At first it calculates a losses for 3d Bounding Boxes, 2d Bounding Boxes etc. Loss is initialized like this:

        loss = torch.tensor(0).type(torch.cuda.FloatTensor)

and then it is summed up like this:

         loss += loss_cls

Then I calculate the loss for the Depth Map regression and classification. The are not summed to the loss tensor just yet.

A MultiTask loss was implemented like this:

       label_reg = depth_label['d_reg'].cuda()
       label_cls = depth_label['d_cls'].cuda()
       reg_loss = self.masked_mse(depth_reg, label_reg)
       cls_loss = self.cross_entropy2d(depth_cls, label_cls)
       stats.append({'name': "depth_reg", 'val': reg_loss.item(), 'format': '{:0.4f}', 'group': 'loss'})
       stats.append({'name': "depth_cls", 'val': cls_loss.item(), 'format': '{:0.4f}', 'group': 'loss'})

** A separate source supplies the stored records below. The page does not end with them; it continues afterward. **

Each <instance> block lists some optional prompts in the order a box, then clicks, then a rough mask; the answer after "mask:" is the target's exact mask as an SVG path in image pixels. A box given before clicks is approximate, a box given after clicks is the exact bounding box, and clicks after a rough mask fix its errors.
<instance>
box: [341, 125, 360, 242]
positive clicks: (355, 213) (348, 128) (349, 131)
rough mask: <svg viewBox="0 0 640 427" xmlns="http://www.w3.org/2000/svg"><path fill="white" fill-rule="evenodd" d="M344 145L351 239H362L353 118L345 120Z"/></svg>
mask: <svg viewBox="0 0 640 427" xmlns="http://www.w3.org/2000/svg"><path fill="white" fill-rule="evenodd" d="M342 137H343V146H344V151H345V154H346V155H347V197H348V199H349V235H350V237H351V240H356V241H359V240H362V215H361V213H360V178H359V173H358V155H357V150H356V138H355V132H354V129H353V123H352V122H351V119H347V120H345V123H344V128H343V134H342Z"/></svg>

       mt_loss =  torch.tensor(0).type(torch.cuda.FloatTensor

       for task in task_weights:
             s = task_weights[task]
             r = s * 0.5
             stats.append({'name': task + "-s", 'val': s.item(), 'format': '{:0.4f}', 'group': 'MT'})
             if task in ["d_cls"]:
                  w = torch.exp(-s)
                  mt_loss += cls_loss * w + r
                  stats.append({'name': task + "-adjusted", 'val': cls_loss.item() * w.item() + r.item(), 'format': '{:0.4f}', 'group': 'MT'})
             elif task in ["d_reg"]:
             elif task in ["d_boxes"]:
                  w = 0.5 * torch.exp(-s)
                  mt_loss += loss * w + r
                  # use the loss which was summed up by 2dBB loss, 3D BB loss etc...
                  stats.append({'name': task + "-adjusted", 'val': loss.item() * w.item() + r.item(), 'format': '{:0.4f}', 'group': 'MT'})
       # overwrite loss with MT_loss which includes the factored loss
       loss = mt_loss 
       return loss, stats

Then the main function calls

det_loss, det_stats = criterion_det(cls, prob, bbox_2d, bbox_3d, imobjs, feat_size, depth_cls = x_d_cls, depth_reg = x_d_reg, depth_label = depths, task_weights = task_weights)
total_loss = det_loss

Afterwards the task_weights are only used when saving them:

if (iteration + 1) % conf.snapshot_iter == 0 and iteration > start_iter:
            save_checkpoint(optimizer, scheduler, rpn_net, paths.weights, (iteration + 1))    
            save_task_weights(paths.weights, (iteration + 1), task_weights)
def save_task_weights(weights_dir, iteration, task_weights):
    state = {"task_weights": task_weights}
    task_weights_path = os.path.join(weights_dir, 'task_weights_{}_pkl'.format(iteration)), task_weights_path)

To summarize: The model works fine if the task_weights is not backpropagated and stays constant. The cuda error only appears when I set requires_grad_(True). I included every part of the code that I think is relevant to my problem but I can post more if you need it. I hope someone here can spot my error.

I am thankful for any suggestions.

Enabling the gradient calculation for additional parameters might store more intermediate activation tensors, if they are needed to compute the gradients, which could yield the out of memory issue.
You could either try to reduce the batch size or use e.g. torch.utils.checkpoint to trade compute for memory.

I fixed it by changing how the task weights are stored.

I created a new nn.Module with torch.Parameters(torch.tensor(1,1,1)). They require grads and the loss weighting happens in the feedforward function.